I feel like once we start getting older we’re going to be like, oh shit, we’re broke, and I don’t want that to happen to me, but I also don’t want to fall into a career where I’m going to hate my life.
So right now I’m figuring out what I want to do, but I have a pretty good handle on it. I’m taking the right classes, getting the grades, and getting all the internship stuff. My mom is seeing the outcome and she’s trusting it a lot more. A lot of it was going behind her back and just changing my major without talking to her, which is shitty on my end. But I had to do it. I’m not switching back.
It was rough not gonna lie because I was doing a lot of it with no support. We moved throughout my childhood. We got very distant from our family and I already grew up without my dad.
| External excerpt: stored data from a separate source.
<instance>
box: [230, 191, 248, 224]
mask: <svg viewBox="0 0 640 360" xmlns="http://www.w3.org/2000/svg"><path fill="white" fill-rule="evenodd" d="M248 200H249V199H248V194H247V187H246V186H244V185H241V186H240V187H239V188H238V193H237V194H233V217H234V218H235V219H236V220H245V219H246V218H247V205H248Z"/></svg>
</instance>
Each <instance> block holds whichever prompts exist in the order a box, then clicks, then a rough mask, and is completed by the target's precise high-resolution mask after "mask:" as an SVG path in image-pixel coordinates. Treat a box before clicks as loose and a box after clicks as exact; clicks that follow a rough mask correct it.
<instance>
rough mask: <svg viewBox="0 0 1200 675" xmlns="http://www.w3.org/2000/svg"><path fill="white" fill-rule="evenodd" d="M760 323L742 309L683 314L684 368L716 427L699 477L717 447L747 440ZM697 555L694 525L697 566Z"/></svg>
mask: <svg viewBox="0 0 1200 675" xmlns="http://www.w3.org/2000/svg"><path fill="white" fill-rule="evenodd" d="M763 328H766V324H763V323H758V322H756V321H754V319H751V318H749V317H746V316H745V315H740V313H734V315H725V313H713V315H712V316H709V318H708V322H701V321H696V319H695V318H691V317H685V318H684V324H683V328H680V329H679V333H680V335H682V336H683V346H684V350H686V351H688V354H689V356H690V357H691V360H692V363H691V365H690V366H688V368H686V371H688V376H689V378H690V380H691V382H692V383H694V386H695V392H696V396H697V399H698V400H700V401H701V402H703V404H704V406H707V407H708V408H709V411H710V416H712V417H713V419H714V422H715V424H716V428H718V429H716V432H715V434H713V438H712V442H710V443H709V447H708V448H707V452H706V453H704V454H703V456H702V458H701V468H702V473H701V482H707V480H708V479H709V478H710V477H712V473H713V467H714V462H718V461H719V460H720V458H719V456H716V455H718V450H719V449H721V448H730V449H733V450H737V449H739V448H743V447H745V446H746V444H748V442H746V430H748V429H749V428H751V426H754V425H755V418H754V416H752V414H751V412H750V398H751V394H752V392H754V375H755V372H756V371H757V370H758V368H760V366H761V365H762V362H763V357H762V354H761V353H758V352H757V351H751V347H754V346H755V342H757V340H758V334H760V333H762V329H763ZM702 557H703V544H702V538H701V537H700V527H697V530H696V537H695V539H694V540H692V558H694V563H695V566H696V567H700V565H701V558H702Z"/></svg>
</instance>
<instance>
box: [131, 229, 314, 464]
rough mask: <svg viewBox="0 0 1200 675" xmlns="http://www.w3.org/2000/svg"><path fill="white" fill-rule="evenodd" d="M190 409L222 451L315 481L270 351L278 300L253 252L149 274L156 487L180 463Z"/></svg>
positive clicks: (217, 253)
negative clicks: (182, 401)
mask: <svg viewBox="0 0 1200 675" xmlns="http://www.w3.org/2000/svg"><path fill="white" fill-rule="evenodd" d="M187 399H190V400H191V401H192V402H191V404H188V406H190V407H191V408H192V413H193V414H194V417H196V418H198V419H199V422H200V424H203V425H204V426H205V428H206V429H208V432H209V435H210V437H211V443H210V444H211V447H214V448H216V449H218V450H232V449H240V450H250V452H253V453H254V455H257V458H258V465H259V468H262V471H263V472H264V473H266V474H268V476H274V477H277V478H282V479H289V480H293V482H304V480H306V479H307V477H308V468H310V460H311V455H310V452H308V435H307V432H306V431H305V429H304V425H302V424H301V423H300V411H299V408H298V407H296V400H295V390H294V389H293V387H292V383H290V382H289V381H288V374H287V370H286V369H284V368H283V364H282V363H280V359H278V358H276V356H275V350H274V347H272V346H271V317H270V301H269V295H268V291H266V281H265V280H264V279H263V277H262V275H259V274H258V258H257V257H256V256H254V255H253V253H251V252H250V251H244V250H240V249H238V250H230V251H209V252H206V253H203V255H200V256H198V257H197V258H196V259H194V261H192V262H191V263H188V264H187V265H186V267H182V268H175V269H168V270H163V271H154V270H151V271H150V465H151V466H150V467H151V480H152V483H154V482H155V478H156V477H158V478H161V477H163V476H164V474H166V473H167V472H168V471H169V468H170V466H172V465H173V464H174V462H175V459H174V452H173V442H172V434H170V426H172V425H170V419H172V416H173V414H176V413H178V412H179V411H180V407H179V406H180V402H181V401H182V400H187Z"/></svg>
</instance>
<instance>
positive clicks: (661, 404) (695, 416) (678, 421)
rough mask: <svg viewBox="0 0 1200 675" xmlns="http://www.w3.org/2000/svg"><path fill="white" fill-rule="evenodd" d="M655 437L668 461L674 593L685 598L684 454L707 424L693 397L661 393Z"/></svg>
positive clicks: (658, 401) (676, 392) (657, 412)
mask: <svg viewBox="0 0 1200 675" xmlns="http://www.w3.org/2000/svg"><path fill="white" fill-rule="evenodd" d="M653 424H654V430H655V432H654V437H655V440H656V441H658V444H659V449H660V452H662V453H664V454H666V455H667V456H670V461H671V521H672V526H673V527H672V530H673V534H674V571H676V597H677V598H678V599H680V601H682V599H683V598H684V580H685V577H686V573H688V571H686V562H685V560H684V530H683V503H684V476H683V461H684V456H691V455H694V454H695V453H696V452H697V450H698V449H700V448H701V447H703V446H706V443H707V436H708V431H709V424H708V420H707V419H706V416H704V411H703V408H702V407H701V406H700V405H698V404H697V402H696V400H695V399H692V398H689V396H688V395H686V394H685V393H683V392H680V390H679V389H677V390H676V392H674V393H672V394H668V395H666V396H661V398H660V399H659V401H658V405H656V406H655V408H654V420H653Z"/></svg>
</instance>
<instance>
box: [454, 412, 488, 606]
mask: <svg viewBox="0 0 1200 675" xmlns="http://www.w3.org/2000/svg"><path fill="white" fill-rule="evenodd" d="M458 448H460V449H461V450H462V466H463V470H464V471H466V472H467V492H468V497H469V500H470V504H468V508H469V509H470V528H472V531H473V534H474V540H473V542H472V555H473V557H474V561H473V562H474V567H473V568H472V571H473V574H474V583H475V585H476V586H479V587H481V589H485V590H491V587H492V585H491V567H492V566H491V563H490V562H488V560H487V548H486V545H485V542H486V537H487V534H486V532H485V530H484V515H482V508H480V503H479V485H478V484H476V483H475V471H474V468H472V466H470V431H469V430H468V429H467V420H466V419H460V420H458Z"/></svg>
The only support system I really had was my mom and she’s 2000 miles away. So not even having that little bit of support with my career choices feels lonely. It was a lot of me figuring out what to do after college. And I figured that out little by little and we worked it out.
I’m a very independent person. I’m not the kind of person to ask for help from friends for support. They’re like, “Oh, you can come to me if you need any help”, but I’m not that kind of person. So a lot of it is just like me working things out on my own.
Now, I’m more in tune with what I care about: my own community and my own culture. I’m pursuing a career in immigration law. The internship I had this past summer and the two I have now are all immigration. The classes I’m taking are all Latin American immigration. It just makes me feel more connected to what I want to do instead of forcing something that I don’t. I get to work with a lot of Hispanic immigrants in Boston. Even the club that I’m in deals with immigration. I just feel a lot more connected to my community.